O incidente envolvendo o irmão, inclusive, ao ser incessantemente revisitado pela personagem dá margem a interpretações, o que acaba mostrando-se uma característica da narrativa. Cecília cria imagens muito vívidas através do poético e que terminam por deixar muita coisa em aberto para o leitor, o que amplia a experiência de leitura. Até porque, temos aqui uma mente bastante conturbada, o que facilmente pode transformar a narradora em uma narradora não confiável, deixando as possibilidades do que é real e do que é imaginário se confundirem e nos confundirem. Não são só memórias. São interpretações, mas toda memória não é nada mais nada menos que uma interpretação?
Passamos por trechos de muita consciência e outros de puro delírio, como se com a água cobrindo-lhe a cabeça, Luzia por vezes conseguisse içar o pescoço e respirar um pouco antes de ser tragada novamente pelas águas da culpa e do luto. Dois sentimentos que se somam à melancolia e adicionam mais camadas à opressão e à violência de gênero que permeiam toda a narrativa e se expandem para além da personagem, abarcando as mulheres que a cercam. Mãe, irmãs, Tonha, “que nunca entrou para a família de verdade”. Mulheres violentadas, inclusive sexualmente, silenciadas, oprimidas. O patriarcado em ação.

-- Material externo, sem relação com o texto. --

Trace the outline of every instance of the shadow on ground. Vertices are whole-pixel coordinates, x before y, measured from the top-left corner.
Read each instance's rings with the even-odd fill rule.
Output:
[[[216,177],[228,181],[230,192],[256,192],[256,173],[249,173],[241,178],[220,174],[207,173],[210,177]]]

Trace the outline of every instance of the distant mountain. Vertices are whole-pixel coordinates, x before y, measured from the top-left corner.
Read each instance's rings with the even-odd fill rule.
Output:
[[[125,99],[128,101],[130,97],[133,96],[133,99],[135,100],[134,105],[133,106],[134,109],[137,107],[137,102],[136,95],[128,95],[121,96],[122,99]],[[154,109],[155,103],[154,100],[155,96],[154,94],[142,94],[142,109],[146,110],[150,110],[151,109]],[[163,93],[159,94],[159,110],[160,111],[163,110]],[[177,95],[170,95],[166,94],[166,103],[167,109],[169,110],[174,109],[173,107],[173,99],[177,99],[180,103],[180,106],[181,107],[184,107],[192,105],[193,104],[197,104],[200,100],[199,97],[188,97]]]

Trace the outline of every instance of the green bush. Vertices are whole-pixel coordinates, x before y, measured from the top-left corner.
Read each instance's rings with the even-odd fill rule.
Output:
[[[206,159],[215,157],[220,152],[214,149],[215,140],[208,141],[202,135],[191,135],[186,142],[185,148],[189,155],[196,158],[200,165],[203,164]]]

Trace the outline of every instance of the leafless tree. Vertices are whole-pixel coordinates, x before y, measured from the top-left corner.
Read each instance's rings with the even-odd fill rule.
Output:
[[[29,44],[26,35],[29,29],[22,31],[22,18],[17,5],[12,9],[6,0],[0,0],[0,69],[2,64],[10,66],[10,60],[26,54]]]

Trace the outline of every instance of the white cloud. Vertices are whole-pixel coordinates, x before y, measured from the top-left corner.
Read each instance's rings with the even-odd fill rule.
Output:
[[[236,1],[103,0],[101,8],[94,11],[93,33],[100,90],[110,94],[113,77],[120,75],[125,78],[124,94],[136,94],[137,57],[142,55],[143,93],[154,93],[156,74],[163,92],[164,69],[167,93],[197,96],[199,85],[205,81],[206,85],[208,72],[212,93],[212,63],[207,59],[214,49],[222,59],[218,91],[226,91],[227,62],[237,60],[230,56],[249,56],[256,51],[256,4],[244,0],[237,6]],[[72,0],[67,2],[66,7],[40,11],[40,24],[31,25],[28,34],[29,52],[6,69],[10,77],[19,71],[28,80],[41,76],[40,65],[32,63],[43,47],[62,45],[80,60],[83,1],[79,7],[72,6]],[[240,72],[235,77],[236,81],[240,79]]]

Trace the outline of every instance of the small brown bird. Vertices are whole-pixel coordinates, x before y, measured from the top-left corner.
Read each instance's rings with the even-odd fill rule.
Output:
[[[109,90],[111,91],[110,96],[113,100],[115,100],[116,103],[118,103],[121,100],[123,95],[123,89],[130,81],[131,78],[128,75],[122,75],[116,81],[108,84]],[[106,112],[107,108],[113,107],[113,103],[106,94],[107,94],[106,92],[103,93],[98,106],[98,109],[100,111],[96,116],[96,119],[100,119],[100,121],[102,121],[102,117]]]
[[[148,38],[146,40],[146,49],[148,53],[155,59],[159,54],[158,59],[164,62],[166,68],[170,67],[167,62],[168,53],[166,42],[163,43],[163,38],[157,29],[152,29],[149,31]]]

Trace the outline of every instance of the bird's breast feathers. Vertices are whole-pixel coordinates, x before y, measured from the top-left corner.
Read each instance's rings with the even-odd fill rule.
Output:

“O pai me puniu pela morte do seu filho homem, me jogou num quarto escuro. Quis me jogar num casamento sombrio. Eu, a doida, fui condenada a queimar na fogueira da culpa. A tristeza me consome. Conseguirei chegar à margem?”
Há, aqui, uma personagem despedaçada, mas que ao contrário das bonecas da infância, não vai facilmente ser costurada, remendada, alinhavada.
Aos poucos ela vai desaparecendo e desfazendo-se da realidade, afundando no poço e sem ninguém para lhe jogar uma corda. A raiva e a revolta também se instalam: “Minha fúria é onça presa num quarto escuro.”. Porém, ao fim, talvez haja redenção.
“Lavo minha culpa na água. Tiro a roupa, mergulho nua. Sou a correnteza que segue pelo rio.”
“Agualuz” é uma narrativa carregada de melancolia e solidão, um livro curto, mas denso, para ser lido numa sentada, como o mergulho nas águas sabidamente gélidas de um rio. Você só pula.
Sobre a autora:
De Niterói, no RJ, onde reside, Cecília é filha de baiana com inglês. Engenheira e Mestra em Literatura portuguesa e africana – UFF, em 2018 seguiu pelos caminhos da escrita e tem 4 livros de poesia publicados, sendo os 2 últimos, Contas do rosário (2021, Penalux) e Submersa (2022, e-book). Tem ainda 2 publicações no insólito (22/23, e-book) e está em antologias e revistas diversas. Premiada no Concurso Carvalho Jr. e finalista no Off Flip (2022). Em 2023 publicou Agualuz (Mondru), seu primeiro romance, um drama psicológico. A ancestralidade e as questões que envolvem a mulher percorrem sua escrita.